Delgado foi um nazi tardio, a ala mais nazi do Estado Novo. Nesse estatuto, e na cooptação por Salazar dos mais direitistas quase exo-regime, anos após a exclusão dos “camisas negras” de Rolão Preto, foi colocado (amansado) na avião civil. Passados anos foi para os EUA. Aí terá sido de novo cooptado, visto como integrável no pacote de generais que os americanos da época agregavam para gerir países latinos (e asiáticos). Acalentou depois um projecto de poder pessoal, “caudillhista”, conjunturalmente associado à oposição democrática mas que em pouco ou nada a corporizava (foi muito menos um De Gaulle luso do que um qualquer Tapioca sul-americano – como o comprovam as difíceis relações que teve com os oposicionistas até ao seu assassinato). A mitologia portuguesa precisou dele para simbolizar o “antifascismo” (e razões daquela época desvalorizaram Norton de Matos, esse muito mais associável a um gaullismo à portuguesa, apesar dele próprio).
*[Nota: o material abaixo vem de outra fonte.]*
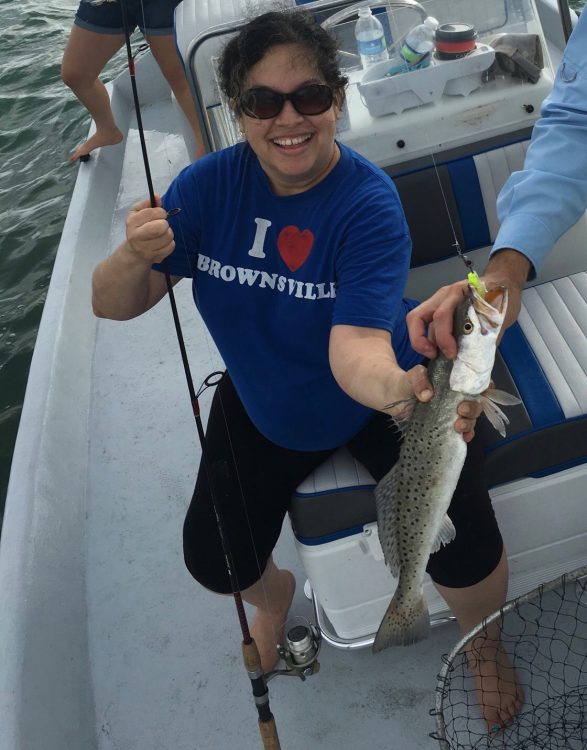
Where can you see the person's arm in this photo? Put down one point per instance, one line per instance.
(124, 285)
(364, 365)
(536, 205)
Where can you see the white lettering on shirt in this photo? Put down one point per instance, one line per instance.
(251, 277)
(262, 226)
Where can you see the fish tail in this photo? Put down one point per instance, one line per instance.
(403, 624)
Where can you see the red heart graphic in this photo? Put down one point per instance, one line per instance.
(294, 246)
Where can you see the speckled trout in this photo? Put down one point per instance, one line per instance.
(412, 499)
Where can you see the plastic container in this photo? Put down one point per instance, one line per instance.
(419, 42)
(455, 40)
(370, 37)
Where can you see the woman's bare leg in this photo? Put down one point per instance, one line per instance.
(498, 691)
(86, 54)
(272, 595)
(165, 52)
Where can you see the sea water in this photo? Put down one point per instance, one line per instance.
(40, 123)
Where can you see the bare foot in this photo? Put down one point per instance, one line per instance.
(267, 626)
(499, 693)
(100, 138)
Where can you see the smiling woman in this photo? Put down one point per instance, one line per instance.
(301, 288)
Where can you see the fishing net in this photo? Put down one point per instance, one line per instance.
(545, 634)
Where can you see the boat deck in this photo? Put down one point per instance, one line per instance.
(111, 645)
(165, 653)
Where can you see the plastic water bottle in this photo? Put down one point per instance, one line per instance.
(419, 42)
(370, 39)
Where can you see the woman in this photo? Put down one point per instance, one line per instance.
(299, 252)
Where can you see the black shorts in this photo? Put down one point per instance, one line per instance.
(153, 17)
(255, 485)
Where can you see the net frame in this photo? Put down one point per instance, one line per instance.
(553, 620)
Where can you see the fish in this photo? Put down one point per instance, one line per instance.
(412, 499)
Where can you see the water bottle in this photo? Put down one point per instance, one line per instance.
(419, 42)
(370, 39)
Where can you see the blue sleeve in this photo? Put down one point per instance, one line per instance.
(183, 194)
(372, 265)
(538, 204)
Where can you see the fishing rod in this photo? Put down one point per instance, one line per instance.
(251, 657)
(302, 640)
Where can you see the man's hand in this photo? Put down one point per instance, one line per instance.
(506, 267)
(467, 411)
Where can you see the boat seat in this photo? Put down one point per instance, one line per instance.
(542, 358)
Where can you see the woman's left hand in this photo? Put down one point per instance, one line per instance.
(467, 411)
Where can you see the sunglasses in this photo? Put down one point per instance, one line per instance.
(263, 103)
A historiografia portuguesa cede às pressões mitográficas (leiam-se as impressionistas e autobiográficas páginas que lhe dedicou João Medina na vastíssima História de Portugal de fins de XX). O PS, típico, conspurca a Portela metendo-lhe o nome do general. O aeroporto da minha cidade leva agora, em 2016, por rasteira ignorância e demagogia do poder actual, o nome de um asqueroso admirador de Hitler.